However, I can see a possible sort of way out which is related to your thinking there.  You have two issues here.  1) Is there really a decline in performance in one of the groups; and 2) which is the best measure.  Most commonly of course in this sort of situation we are worried about just question 1; but your research question seems to be 2.  
The problem comes about from trying to answer both questions simultaneously.  I think that if you could put aside question 1, you would have a better chance of answering 2.  That is, how confident are you from prior knowledge that there really is a decline in performance?  Is there any outside evidence which suggests how strong that decline is?  And are you confident that in the other group it really is no change?  

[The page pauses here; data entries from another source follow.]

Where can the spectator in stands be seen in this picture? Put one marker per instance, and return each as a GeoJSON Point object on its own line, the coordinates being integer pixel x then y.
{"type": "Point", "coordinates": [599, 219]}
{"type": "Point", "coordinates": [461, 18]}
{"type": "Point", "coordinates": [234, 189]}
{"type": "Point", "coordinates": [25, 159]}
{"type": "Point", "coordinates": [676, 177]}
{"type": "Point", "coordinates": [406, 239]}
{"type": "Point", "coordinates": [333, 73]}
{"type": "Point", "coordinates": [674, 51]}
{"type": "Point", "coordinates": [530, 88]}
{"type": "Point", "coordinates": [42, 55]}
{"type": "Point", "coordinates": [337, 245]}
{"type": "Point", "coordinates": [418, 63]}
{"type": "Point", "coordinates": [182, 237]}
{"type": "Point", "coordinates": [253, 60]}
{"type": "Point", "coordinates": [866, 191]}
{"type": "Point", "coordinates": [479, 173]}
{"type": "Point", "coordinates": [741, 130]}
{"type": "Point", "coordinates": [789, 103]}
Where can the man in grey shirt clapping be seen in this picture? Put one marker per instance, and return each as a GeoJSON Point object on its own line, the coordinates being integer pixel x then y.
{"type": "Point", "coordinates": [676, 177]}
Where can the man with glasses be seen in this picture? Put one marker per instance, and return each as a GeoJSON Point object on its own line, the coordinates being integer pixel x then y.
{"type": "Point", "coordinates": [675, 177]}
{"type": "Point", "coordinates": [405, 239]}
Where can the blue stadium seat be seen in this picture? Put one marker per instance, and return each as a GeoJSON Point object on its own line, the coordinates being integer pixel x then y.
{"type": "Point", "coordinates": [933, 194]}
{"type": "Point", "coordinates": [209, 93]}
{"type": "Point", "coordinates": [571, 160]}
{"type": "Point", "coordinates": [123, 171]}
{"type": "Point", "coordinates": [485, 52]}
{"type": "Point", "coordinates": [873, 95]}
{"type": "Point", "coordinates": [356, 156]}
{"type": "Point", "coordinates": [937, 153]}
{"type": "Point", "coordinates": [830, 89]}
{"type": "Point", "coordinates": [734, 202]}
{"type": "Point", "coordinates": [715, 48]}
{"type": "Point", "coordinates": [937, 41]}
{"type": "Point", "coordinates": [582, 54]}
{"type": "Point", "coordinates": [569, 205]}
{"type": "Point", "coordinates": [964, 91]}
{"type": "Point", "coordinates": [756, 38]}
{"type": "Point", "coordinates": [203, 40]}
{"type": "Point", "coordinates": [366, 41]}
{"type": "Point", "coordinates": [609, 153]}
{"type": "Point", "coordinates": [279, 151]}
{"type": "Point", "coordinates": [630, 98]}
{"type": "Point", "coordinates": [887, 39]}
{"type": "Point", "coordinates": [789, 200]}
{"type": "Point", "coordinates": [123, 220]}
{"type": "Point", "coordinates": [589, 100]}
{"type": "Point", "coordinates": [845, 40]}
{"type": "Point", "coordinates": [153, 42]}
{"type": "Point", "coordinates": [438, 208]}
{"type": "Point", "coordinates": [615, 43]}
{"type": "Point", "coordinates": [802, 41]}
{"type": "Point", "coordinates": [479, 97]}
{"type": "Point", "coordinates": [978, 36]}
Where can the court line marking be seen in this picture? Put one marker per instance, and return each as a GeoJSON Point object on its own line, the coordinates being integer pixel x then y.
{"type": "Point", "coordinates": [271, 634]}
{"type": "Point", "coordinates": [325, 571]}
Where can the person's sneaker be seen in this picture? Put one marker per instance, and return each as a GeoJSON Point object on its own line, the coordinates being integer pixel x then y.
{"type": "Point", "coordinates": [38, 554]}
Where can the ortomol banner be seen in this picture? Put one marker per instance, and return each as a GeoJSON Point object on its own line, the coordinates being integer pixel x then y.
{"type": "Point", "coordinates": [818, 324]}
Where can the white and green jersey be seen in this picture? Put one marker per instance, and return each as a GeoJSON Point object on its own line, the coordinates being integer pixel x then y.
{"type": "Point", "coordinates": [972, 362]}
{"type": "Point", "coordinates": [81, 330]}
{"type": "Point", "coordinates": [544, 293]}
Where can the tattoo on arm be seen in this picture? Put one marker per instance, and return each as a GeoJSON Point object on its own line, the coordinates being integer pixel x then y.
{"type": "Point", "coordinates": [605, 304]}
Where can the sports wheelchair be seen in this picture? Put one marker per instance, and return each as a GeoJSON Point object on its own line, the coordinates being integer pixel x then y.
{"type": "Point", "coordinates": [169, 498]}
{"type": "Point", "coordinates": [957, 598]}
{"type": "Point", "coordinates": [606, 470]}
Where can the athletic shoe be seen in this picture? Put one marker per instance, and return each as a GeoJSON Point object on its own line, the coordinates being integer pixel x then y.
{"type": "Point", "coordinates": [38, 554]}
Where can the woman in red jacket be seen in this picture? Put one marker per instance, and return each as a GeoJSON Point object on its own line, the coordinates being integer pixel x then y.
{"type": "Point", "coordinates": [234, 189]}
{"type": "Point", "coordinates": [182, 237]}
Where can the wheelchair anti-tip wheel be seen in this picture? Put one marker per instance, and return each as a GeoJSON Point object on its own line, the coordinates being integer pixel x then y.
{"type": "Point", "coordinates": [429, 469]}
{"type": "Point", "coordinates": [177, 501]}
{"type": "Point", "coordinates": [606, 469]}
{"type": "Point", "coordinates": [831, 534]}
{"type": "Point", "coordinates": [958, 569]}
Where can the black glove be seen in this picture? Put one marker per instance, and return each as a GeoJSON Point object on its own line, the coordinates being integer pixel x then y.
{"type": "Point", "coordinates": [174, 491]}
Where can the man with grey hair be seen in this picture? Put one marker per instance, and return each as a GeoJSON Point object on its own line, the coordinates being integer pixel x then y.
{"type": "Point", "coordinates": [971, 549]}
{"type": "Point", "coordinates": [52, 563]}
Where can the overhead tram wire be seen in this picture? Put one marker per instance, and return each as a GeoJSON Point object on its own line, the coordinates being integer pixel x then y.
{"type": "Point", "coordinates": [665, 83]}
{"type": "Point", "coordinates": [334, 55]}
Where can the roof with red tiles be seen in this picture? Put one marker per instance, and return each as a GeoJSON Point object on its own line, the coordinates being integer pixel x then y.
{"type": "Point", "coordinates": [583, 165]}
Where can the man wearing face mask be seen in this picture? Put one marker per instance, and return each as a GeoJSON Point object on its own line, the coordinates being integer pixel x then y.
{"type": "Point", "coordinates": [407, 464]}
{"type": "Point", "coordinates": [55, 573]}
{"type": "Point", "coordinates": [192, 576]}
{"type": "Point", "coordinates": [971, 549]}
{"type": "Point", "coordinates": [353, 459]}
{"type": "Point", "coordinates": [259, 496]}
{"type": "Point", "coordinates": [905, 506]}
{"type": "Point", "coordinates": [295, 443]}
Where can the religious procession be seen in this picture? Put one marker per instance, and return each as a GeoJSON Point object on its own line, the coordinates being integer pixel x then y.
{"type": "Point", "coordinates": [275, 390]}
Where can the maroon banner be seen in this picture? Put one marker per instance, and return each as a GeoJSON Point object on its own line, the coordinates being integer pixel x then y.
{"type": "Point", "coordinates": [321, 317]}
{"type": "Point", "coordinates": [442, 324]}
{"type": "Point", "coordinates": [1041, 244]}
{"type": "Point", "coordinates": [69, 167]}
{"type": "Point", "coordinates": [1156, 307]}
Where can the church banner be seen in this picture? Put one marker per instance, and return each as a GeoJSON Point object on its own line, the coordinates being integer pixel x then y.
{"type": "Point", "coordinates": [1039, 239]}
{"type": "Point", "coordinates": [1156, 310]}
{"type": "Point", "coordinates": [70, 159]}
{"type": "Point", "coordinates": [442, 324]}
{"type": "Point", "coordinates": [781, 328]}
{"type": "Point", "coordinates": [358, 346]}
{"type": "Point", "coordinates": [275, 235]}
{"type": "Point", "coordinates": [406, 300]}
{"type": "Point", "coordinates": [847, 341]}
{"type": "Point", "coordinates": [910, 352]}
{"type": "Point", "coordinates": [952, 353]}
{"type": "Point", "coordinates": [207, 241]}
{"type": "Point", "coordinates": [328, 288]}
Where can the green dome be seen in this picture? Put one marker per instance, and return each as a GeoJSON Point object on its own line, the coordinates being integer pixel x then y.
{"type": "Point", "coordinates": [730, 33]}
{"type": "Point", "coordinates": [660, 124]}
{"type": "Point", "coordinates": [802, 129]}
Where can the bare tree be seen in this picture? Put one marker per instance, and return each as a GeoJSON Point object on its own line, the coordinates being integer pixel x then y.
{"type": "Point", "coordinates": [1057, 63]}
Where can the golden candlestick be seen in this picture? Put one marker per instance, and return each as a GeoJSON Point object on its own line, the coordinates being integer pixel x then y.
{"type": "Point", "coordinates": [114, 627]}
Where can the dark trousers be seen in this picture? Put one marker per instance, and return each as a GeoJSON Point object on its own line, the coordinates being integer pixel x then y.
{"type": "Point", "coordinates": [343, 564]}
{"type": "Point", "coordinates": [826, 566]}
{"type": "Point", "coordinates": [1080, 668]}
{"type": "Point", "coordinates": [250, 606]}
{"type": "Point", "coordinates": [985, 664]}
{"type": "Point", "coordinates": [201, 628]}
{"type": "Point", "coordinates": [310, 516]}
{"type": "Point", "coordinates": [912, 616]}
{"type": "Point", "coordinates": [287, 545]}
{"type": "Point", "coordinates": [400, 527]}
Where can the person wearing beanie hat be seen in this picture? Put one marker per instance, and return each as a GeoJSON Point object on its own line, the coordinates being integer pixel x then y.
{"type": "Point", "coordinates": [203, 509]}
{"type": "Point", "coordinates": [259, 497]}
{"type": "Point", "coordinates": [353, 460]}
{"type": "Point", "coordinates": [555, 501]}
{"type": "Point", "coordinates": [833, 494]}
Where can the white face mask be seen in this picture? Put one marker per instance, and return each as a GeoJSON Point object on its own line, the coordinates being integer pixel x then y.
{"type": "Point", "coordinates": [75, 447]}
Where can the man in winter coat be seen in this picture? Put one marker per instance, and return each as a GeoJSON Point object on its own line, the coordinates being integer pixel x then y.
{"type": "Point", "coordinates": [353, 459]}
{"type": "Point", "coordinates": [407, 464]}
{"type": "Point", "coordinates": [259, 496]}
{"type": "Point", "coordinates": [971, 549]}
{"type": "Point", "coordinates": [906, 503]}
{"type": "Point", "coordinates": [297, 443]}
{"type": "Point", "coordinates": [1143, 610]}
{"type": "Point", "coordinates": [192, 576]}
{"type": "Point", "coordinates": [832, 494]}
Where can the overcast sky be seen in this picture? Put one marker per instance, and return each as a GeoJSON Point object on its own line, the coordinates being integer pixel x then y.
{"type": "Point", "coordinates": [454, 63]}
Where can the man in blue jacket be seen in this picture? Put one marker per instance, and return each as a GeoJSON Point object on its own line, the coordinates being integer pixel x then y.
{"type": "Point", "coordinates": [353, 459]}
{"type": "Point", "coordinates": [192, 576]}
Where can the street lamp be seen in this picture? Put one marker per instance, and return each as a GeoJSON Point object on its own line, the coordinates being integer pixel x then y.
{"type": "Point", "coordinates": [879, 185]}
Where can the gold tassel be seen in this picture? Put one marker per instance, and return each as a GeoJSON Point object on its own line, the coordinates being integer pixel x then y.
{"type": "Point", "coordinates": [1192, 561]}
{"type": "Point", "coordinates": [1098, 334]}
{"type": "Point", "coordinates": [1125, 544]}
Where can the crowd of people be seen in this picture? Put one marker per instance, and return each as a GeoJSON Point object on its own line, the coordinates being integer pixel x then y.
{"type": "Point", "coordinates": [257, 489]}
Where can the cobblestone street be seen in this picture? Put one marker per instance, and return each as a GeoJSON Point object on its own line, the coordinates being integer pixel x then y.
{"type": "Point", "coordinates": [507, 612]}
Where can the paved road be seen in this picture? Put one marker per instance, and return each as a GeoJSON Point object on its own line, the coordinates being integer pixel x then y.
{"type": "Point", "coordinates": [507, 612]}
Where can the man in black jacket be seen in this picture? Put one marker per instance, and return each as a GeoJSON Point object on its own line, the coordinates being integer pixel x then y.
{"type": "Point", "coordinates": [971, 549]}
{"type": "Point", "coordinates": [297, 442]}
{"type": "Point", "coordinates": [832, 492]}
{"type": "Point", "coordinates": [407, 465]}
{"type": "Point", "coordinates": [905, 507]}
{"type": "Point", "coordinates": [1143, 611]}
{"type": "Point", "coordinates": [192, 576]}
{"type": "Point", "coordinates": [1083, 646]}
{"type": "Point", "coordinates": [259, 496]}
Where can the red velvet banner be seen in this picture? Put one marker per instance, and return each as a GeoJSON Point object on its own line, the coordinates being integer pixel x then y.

If you have this degree of confidence you could construct a new response variable which is what you expect to see in each groups performance ie for one group each of the four values is the same; for the other it declines at X% per six months.  Then you could make this the response variable in something like:
theoreticalchange ~ m1, random=~1|Subject+Time

Where the Time ra ndom effect is meant to pick up the uncertainty in your guess as to what the true level of change is.  There's no group random effect because that would be completely correlated with the theoretical change.
I don't think you want to put all six measures in the same model, as implied in your "approach 2".  They are probably highly correlated, and you will be none the wiser about which is the best predictor in its stand-alone state (which sounds like your research question).  You could fit each of your six candidate models, and choose the one with the best BIC or AIC.  I can't think of a rigorous statistical test though of which of your six measures is better - the problem is there is no way of nesting your candidate models in a hierarchy, so you have all the usual problems of model selection with a bunch of non-nested candidate explanatory variables.
For this to work, you would still need to have enough data; you would need a lot of confidence in your theoretical construct (ie you are focused purely on Q2, and Q1 is answered for you); and you need to choose a method of model selection.  So a bit of a long bow - but you will get an answer and at least a pragmatic sense of how good each of your indicators is at predicting the expected theoretical change.
I'm pretty tentative about all this however; I haven't seen anything similar to this (making a theoretical, unobserved construct the response variable in a statistical model) in a reputable analysis, so I'll be interested to observe any comments that come.
A: Another option is structural equation modelling using a latent growth curve model. Your latent variables would be slope and intercept which would be predicted off your series of M measures. You would then check the slopes, intercepts, and means over time.